Let $\mathfrak{g}$ be a semisimple lie algebra. Let $\alpha_1,.., \alpha_n$ form a simple root system, and let the corresponding system of fundamental weights be $\lambda_1,..,\lambda_n$. I have been told that $\frac{1}{2} \sum_{\alpha \in \Delta^+} \alpha = \lambda_1 + … + \lambda_n$.
However, I have difficulty in seeing why this can be true. For example, in the sl(3) case, the positive roots are $e_1 – e_2, e_2 – e_3, e_1 – e_3$, where $e_i \in \mathfrak{h}^*$ is the functional which pulls out the $i$'th diagonal element. $\frac{1}{2} \sum_{\alpha \in \Delta^+} \alpha = e_1 – e_3$. However, in this case, if we take the simple root system $\alpha_1 = e_1 – e_2, \alpha_2 = e_2 – e_3$, then $\lambda_i = e_1 + .. + e_i$, and so $\lambda_1 + \lambda_2 = 2e_1 + e_2$. Where does my reasoning go wrong in the sl(3) case?

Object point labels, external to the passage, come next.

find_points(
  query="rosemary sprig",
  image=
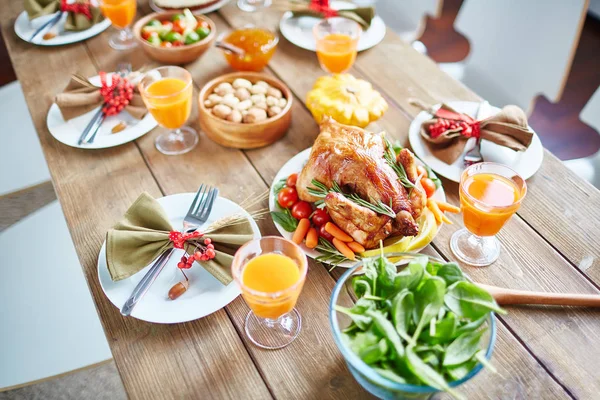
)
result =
(390, 158)
(320, 190)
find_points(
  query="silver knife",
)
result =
(147, 281)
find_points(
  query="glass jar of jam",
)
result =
(258, 45)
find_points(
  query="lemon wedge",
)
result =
(427, 230)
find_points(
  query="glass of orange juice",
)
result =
(121, 14)
(271, 272)
(490, 194)
(167, 92)
(337, 42)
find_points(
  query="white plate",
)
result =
(203, 10)
(299, 30)
(295, 165)
(68, 132)
(24, 29)
(205, 294)
(525, 163)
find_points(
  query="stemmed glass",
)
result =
(167, 92)
(490, 194)
(273, 322)
(337, 43)
(121, 14)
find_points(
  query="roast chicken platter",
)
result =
(355, 160)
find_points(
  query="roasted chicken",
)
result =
(354, 159)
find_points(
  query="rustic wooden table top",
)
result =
(552, 244)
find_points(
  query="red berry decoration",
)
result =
(117, 95)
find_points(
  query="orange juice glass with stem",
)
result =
(270, 272)
(167, 92)
(337, 42)
(490, 194)
(121, 14)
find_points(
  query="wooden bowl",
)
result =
(240, 135)
(174, 55)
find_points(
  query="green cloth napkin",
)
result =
(143, 234)
(79, 22)
(362, 15)
(74, 22)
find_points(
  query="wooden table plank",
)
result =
(302, 369)
(287, 64)
(95, 188)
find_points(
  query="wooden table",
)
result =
(553, 244)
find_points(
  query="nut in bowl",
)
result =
(245, 110)
(174, 37)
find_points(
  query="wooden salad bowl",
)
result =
(240, 135)
(174, 55)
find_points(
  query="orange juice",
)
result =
(169, 100)
(498, 199)
(120, 12)
(271, 273)
(336, 52)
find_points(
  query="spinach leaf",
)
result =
(425, 373)
(285, 219)
(444, 330)
(361, 320)
(470, 326)
(280, 184)
(457, 372)
(402, 306)
(374, 353)
(462, 349)
(386, 329)
(468, 300)
(451, 273)
(429, 298)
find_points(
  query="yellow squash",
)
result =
(346, 99)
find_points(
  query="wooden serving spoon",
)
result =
(505, 296)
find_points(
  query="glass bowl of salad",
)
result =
(409, 325)
(175, 37)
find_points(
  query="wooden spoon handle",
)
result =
(505, 296)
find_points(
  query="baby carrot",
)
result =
(343, 248)
(301, 231)
(356, 247)
(437, 213)
(337, 232)
(443, 206)
(312, 238)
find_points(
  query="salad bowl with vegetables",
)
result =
(311, 227)
(175, 37)
(413, 327)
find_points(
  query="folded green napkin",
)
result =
(74, 22)
(362, 15)
(143, 234)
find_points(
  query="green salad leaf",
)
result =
(421, 325)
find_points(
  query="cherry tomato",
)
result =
(324, 234)
(291, 182)
(301, 209)
(429, 186)
(320, 217)
(178, 26)
(287, 197)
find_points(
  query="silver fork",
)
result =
(123, 69)
(474, 156)
(197, 214)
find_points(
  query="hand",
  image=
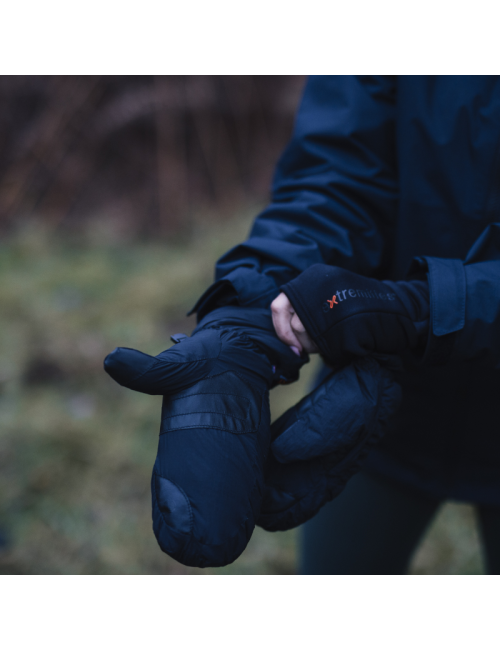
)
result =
(289, 328)
(350, 316)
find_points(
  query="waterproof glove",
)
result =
(207, 482)
(320, 442)
(348, 315)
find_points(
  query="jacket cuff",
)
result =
(447, 304)
(243, 287)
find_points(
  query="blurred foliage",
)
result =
(76, 449)
(143, 152)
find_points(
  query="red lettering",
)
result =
(333, 301)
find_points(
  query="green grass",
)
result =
(76, 450)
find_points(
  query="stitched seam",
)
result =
(177, 415)
(195, 394)
(209, 426)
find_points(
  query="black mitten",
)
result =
(207, 482)
(323, 440)
(349, 316)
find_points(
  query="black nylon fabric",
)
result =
(331, 431)
(348, 315)
(208, 477)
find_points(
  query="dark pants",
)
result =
(374, 527)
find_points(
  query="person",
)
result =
(390, 186)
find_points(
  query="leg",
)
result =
(372, 528)
(489, 524)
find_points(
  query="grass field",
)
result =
(76, 450)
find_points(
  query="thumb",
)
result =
(127, 366)
(177, 368)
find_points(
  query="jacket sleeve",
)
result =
(334, 195)
(465, 304)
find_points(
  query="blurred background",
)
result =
(117, 195)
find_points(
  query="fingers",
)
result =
(300, 332)
(282, 313)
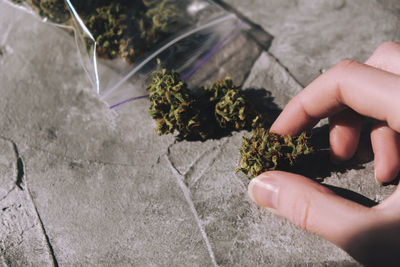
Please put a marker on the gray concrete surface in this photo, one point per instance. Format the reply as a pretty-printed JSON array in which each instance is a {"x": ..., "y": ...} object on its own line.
[{"x": 83, "y": 186}]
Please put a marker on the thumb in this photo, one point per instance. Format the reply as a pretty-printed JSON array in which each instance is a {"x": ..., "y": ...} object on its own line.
[{"x": 311, "y": 206}]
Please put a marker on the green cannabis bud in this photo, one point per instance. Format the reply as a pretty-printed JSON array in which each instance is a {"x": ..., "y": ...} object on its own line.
[
  {"x": 232, "y": 110},
  {"x": 126, "y": 29},
  {"x": 265, "y": 151},
  {"x": 172, "y": 106}
]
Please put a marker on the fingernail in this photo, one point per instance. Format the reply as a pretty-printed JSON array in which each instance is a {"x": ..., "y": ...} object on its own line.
[{"x": 264, "y": 191}]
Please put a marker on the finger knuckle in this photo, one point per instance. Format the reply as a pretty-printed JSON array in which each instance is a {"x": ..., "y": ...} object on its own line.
[
  {"x": 394, "y": 123},
  {"x": 301, "y": 215},
  {"x": 345, "y": 65},
  {"x": 387, "y": 47}
]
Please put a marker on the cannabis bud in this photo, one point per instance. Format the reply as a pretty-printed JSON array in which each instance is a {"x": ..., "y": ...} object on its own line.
[
  {"x": 232, "y": 110},
  {"x": 265, "y": 151},
  {"x": 172, "y": 106}
]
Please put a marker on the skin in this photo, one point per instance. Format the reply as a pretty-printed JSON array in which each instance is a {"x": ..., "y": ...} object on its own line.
[{"x": 345, "y": 94}]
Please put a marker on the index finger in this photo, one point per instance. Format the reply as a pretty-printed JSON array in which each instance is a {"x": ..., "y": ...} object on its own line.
[{"x": 367, "y": 90}]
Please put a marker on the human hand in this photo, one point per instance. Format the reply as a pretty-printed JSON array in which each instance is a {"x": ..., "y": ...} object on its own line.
[{"x": 345, "y": 94}]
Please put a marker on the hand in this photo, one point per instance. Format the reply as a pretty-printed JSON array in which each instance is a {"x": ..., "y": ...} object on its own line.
[{"x": 345, "y": 93}]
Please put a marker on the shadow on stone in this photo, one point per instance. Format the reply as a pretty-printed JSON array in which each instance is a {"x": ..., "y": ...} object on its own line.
[
  {"x": 318, "y": 165},
  {"x": 262, "y": 101}
]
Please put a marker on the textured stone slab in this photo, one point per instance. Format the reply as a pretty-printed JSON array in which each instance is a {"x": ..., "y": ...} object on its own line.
[{"x": 310, "y": 36}]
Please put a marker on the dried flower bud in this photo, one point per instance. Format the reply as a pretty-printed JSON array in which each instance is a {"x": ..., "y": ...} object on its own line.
[{"x": 265, "y": 151}]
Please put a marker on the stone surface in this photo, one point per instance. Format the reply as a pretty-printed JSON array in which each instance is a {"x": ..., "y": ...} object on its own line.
[
  {"x": 313, "y": 35},
  {"x": 83, "y": 185}
]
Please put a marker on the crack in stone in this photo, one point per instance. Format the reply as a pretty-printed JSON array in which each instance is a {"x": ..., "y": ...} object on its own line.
[
  {"x": 186, "y": 192},
  {"x": 210, "y": 163},
  {"x": 261, "y": 37},
  {"x": 75, "y": 160},
  {"x": 18, "y": 183},
  {"x": 9, "y": 192}
]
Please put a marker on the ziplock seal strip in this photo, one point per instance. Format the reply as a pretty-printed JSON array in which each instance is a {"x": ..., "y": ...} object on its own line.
[
  {"x": 195, "y": 68},
  {"x": 85, "y": 29}
]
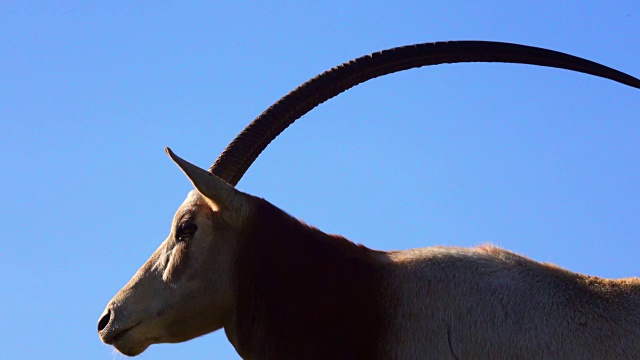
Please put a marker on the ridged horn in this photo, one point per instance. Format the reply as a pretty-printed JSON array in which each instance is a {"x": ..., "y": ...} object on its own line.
[
  {"x": 223, "y": 195},
  {"x": 245, "y": 148}
]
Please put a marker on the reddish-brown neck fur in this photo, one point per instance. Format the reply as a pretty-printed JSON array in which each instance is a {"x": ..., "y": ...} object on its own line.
[{"x": 303, "y": 294}]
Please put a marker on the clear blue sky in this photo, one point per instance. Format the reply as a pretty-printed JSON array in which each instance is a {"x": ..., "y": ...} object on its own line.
[{"x": 541, "y": 161}]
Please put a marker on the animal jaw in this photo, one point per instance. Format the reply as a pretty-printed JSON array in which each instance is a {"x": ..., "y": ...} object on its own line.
[{"x": 282, "y": 289}]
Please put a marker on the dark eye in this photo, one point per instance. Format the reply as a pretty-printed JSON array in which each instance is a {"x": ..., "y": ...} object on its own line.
[{"x": 185, "y": 230}]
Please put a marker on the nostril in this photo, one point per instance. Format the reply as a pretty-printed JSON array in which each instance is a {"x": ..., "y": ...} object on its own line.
[{"x": 104, "y": 321}]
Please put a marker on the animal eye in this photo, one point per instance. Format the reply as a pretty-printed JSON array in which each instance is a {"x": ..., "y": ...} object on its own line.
[{"x": 185, "y": 230}]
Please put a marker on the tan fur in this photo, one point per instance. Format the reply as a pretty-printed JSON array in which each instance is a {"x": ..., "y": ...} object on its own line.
[{"x": 284, "y": 290}]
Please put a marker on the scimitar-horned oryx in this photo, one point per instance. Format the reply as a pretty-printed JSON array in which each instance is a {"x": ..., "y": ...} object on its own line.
[{"x": 284, "y": 290}]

And why is it true that the sum of fundamental weights is equal to half the sum of positive roots?
Best Answer
Nothing is wrong with your reasoning for sl(3). Remember that in sl(3), there is the additional relation $e_1 + e_2 + e_3 = 0$, because the trace of a matrix in sl(3) is 0. So $e_1 - e_3 = 2e_1 + e_2$.